A cela il faut ajouter l’interprétation très inspirée des acteurs (tous des pointures du cinéma et du théâtre soviétique), en particulier de Oleg Yankovsky dans le rôle d’un Baron beaucoup plus jeune que la plupart de ses autres avatars cinématographiques.
Malgré tout il faut reconnaître que cela reste esthétiquement un téléfilm, avec les moyens correspondant, et que les scènes de foules avec une trentaine de figurants font un peu peine. Un téléfilm à l’aspect parfois de captation de pièce de théâtre par son coté excessivement verbeux.

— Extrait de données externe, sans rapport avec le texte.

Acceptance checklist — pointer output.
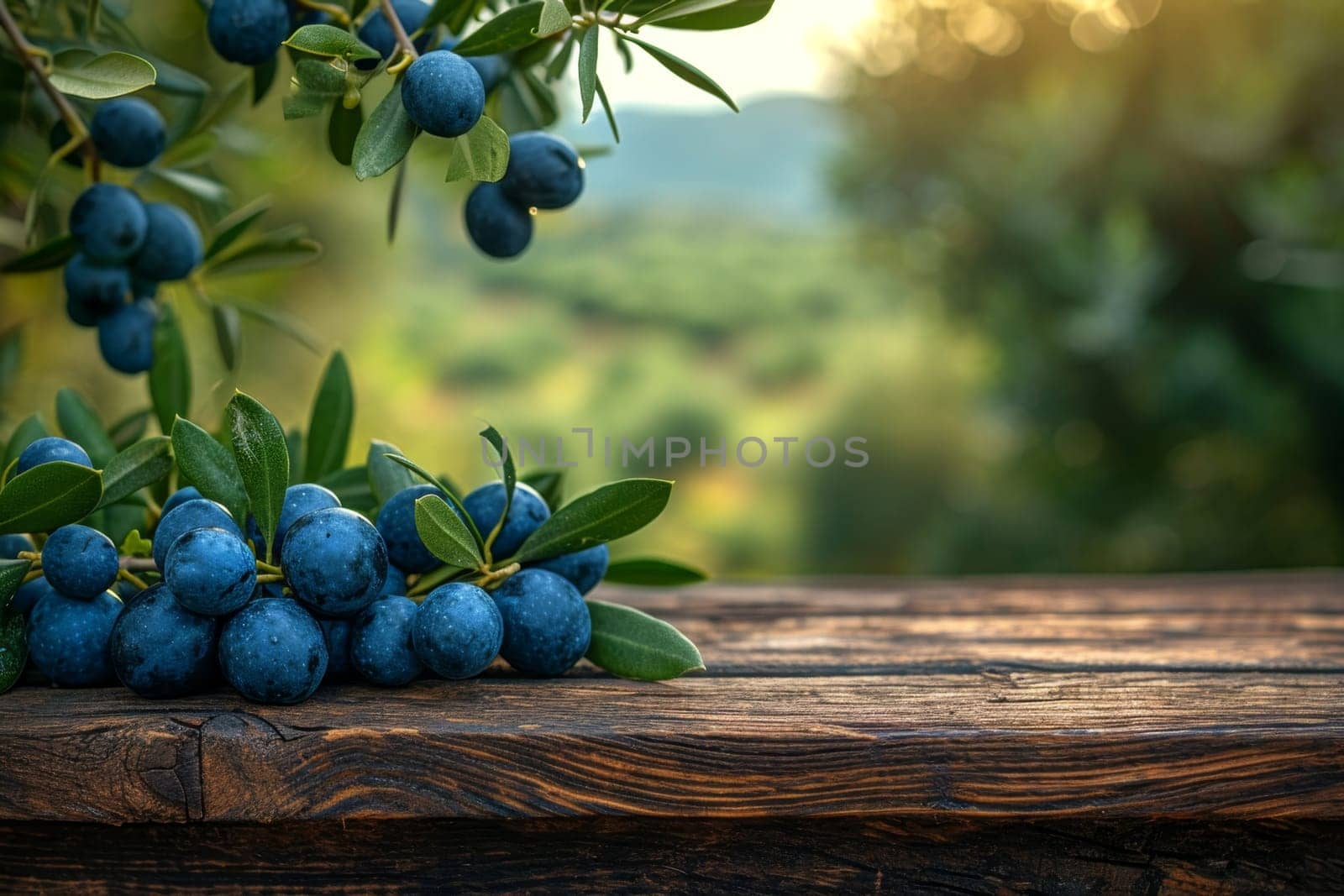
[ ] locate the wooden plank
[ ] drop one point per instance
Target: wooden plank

Certes le réalisateur Mark Zakharov ne s’en sort pas trop mal, aidé par les costumes d’époques très réussis et par la beauté des décors réels de la vielle ville baroque de Wernigerode (Saxe Anhalt, à l’époque en RDA). Alors ne boudons pas le plaisir apporté par la vision de ce Tot samyy Myunkhgauzen et gageons que vous ne verrez pas la fin sans ressentir une pointe d’émotion, le rire étant, dit on, la politesse du désespoir.